2023-2024 Africa~Diaspora Forum

February 2024

Third Worlds Within: Possible Histories of Solidarity and Struggle

February 21, 2024 @ 5:00 pm6:30 pm

In 1880, Karl Marx wrote his friend Friedrich Sorge to ask for an update on economic conditions in California. “California is very important for me,” Marx told the founder of America’s oldest socialist party, “because nowhere else has the upheaval most shamelessly caused by capitalist centralization taken place with such speed. This “shameless upheaval” forms the backdrop for this talk, which takes interconnected processes of African enslavement, Native genocide and mass Asian migration to 19th Century California as a point of departure for examining historic interactions among communities of color, the effect of U.S. racial capitalism upon these communities, and the subsequent rise of multiracial, interethnic mobilizations against U.S. racism and empire.

January 2024

The Shadow Crisis and the Matter of Defense Funds in Scottsboro

January 31, 2024 @ 5:30 pm7:00 pm

The central crisis in the Scottsboro case of the 1930s was to keep these boys alive by freeing them from prison. Yet, the well-being of the boys and their families proved to be the crisis in the shadows. This first mass fundraising campaign for racial justice privileged legal defense funds. However, their mothers’ work as fundraisers and the commitment of the International Labor Defense to distribute money directly to the boys in prison and to their families reveals the complications of movement money. In this talk, Dr. Mills offers a defense of an expanded view of defense funds which were required to ensure these boys and their mothers would not be ravaged by Alabama, white supremacy, or capitalism.

December 2023

Critics of the Oyo Empire and Atlantic Modernity in the Age of Revolution: Rethinking Black Atlantic Historiography with Archaeology and Òrìṣà Archives

December 4, 2023 @ 5:30 pm7:00 pm

In this talk, Ogundiran will discuss the debates and dialogues that happened in the Oyo Empire (West Africa) in the eighteenth and early nineteenth centuries about rights and privileges, marginalization and power, and politics of difference between the metropolis and the provinces, women and men, and the state and society. These dialogues, he argues, were part of the discontentment with Early Modernity that gave birth to the Age of Revolution.
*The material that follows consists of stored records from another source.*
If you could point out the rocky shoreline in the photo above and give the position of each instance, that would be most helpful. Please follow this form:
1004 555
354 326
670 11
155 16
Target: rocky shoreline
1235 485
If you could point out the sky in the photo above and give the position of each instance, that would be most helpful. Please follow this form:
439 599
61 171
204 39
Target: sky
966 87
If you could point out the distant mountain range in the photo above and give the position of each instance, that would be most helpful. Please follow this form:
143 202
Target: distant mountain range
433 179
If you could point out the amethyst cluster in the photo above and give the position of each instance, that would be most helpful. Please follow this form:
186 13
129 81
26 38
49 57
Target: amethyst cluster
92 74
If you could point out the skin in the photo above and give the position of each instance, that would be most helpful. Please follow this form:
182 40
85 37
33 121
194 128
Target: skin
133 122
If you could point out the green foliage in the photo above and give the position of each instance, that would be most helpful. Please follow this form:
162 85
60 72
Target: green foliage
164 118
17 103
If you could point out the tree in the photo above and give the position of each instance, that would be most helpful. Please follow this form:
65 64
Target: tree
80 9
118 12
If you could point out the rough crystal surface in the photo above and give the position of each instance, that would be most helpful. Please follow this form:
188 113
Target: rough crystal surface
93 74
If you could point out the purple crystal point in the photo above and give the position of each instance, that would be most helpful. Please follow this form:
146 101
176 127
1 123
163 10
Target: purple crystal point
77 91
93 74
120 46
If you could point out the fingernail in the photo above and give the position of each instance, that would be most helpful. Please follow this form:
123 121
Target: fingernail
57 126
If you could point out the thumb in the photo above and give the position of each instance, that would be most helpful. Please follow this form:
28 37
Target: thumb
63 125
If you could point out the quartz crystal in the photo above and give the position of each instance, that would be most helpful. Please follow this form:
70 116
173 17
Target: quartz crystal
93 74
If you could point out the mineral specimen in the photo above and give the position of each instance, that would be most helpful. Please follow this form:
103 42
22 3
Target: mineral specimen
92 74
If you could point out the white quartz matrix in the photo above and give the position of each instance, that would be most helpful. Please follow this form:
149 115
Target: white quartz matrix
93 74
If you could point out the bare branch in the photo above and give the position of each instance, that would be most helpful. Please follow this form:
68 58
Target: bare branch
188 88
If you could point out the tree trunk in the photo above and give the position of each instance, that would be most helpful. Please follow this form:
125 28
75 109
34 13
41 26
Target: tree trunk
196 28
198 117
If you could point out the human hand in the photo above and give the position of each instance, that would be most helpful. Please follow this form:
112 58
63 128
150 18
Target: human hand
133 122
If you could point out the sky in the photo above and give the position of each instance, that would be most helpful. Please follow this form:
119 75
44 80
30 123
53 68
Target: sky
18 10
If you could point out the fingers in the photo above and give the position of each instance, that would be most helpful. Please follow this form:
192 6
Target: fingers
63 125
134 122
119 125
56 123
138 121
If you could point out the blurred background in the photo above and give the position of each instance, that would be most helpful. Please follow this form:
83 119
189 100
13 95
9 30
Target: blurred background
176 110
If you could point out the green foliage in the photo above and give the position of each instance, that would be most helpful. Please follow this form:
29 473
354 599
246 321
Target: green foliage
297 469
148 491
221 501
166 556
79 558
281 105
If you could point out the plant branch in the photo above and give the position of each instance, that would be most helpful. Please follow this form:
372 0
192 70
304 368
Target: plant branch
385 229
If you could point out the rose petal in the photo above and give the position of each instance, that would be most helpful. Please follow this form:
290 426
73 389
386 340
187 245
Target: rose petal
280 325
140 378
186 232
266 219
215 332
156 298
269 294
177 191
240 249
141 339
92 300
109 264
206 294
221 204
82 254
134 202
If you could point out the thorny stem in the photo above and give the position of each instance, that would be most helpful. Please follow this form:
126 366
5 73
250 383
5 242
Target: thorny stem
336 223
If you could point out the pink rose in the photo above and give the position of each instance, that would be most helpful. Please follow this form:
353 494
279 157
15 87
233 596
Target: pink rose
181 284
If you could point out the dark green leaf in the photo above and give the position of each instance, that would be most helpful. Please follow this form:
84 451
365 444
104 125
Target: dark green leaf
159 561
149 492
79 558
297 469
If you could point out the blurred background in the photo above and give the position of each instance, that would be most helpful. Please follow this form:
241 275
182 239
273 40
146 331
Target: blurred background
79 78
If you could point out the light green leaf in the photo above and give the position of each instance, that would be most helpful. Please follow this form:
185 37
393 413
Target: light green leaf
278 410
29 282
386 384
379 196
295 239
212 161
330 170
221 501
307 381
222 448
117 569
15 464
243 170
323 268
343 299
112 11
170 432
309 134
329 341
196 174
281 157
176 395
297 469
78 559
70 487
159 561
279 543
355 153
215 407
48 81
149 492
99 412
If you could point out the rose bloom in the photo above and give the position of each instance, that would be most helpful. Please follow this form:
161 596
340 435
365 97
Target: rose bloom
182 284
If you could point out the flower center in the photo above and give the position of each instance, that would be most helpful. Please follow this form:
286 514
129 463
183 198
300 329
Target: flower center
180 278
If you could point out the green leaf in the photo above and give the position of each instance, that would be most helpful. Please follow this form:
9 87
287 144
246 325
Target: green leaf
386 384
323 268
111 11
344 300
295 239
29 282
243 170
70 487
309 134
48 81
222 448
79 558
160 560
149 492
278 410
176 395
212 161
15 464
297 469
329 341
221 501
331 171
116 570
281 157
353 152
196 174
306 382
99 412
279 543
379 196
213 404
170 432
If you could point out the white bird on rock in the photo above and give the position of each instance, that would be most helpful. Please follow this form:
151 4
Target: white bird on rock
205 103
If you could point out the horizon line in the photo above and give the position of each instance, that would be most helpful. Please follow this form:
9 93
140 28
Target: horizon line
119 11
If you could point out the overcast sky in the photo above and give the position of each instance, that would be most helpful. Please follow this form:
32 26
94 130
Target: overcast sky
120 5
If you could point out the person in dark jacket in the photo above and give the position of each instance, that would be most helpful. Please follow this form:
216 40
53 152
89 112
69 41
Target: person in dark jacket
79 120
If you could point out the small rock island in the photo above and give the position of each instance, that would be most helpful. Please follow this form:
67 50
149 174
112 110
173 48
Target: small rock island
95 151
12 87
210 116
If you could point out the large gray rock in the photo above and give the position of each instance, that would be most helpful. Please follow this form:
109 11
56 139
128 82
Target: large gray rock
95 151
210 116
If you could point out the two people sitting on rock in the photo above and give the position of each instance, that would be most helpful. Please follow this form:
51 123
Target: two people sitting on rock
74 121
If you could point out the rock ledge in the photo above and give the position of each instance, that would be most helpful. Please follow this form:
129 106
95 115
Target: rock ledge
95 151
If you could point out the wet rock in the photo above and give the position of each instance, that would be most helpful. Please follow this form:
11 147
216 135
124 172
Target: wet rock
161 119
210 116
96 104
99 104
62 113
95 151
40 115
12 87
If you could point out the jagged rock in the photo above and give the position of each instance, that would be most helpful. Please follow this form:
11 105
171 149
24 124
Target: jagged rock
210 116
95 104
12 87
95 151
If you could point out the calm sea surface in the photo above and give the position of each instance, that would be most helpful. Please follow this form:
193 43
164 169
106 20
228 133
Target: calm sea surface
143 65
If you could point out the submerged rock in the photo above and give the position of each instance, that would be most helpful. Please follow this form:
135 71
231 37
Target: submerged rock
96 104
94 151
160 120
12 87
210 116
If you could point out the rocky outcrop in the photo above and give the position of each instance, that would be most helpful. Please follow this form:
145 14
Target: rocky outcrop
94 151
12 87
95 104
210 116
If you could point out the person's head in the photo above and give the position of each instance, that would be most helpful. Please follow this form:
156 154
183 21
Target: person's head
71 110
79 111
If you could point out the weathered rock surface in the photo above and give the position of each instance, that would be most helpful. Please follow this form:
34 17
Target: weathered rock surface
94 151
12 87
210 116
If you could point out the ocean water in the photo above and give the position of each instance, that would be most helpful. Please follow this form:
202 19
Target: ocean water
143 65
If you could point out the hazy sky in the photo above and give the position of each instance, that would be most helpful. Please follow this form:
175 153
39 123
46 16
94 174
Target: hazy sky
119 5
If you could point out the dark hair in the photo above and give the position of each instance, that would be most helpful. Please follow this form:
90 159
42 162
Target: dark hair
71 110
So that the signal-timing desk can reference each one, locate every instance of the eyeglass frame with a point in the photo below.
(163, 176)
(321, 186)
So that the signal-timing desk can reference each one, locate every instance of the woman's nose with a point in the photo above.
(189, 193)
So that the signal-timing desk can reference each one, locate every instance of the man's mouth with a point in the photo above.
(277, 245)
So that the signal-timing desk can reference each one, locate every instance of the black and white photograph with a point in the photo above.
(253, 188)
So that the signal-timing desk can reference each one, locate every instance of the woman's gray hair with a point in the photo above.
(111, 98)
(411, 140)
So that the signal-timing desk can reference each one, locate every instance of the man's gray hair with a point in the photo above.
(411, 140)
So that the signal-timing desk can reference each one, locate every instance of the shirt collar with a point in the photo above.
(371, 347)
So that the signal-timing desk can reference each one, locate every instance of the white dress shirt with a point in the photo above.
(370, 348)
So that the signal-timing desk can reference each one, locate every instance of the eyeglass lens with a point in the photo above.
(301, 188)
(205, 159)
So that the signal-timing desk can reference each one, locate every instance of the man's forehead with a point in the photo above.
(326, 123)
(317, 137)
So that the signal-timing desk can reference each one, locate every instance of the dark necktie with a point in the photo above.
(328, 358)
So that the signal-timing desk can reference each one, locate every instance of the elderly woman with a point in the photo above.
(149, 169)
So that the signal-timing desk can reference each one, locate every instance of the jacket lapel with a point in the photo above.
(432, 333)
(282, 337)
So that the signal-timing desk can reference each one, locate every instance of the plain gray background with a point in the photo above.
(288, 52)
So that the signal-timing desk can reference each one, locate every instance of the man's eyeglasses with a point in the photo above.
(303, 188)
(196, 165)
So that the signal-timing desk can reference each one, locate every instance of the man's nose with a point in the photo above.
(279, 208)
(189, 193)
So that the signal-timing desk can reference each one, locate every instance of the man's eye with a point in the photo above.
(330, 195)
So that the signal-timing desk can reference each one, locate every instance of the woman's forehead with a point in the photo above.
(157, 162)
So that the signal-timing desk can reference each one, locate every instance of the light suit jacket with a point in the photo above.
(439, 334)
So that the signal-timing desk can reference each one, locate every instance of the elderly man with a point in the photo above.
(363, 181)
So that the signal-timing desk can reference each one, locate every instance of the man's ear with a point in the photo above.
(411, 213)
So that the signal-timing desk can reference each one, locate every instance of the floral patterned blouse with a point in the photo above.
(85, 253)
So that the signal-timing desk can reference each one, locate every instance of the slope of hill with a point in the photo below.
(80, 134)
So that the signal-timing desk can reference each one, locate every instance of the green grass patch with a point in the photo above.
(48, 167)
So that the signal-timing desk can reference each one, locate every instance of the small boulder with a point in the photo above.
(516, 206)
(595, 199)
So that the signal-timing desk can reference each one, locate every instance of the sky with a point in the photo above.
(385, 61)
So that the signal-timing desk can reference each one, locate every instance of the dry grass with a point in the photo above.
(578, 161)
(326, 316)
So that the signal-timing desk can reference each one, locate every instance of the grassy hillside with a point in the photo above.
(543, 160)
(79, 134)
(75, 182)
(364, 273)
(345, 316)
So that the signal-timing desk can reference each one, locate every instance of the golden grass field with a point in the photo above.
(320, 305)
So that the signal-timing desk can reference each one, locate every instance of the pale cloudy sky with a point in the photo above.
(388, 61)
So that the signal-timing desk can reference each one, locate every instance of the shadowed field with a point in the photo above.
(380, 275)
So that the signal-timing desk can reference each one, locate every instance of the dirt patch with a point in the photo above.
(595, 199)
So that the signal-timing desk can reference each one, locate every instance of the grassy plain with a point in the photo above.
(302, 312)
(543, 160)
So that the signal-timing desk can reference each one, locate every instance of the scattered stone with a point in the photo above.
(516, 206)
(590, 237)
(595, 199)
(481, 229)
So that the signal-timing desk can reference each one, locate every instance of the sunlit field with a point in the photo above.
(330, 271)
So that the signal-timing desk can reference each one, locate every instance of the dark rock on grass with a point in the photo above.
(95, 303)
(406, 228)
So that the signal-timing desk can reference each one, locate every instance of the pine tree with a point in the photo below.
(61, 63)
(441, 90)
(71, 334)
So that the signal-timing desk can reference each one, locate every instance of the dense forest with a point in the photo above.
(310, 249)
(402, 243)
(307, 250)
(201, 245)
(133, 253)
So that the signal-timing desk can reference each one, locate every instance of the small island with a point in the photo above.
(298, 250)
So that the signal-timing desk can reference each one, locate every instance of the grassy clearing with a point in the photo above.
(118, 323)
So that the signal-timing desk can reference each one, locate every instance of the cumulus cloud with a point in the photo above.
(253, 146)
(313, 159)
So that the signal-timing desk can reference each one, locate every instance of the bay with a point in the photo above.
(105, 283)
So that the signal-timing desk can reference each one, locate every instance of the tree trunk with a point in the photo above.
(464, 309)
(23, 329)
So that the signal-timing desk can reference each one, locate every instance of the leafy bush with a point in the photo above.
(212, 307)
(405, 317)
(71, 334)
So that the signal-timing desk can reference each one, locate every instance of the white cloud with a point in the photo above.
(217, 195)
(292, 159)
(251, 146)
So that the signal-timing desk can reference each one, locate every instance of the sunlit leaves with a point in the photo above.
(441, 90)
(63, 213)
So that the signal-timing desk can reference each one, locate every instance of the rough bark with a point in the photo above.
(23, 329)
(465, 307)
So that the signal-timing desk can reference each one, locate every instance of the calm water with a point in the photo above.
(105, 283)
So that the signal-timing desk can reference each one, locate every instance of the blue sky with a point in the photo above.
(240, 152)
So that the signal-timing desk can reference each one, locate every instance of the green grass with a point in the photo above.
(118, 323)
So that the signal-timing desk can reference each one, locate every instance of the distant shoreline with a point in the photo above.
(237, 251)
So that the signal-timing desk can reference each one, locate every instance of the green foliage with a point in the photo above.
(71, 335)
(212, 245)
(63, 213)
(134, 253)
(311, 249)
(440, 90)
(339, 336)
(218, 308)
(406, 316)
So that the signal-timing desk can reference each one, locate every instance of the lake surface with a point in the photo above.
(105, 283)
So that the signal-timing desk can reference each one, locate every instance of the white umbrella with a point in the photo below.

However, Africa has been mostly elided from the historiography of this revolutionary period because the modalities of Africa-centered dialogues about the early modern experience have been outside the reach of traditional historical methods. Ogundiran demonstrates the need to pay attention to the Yorùbá Òrìṣà archives and the archaeology of place in order to broaden the historiography of the Black Atlantic and the Age of Revolution.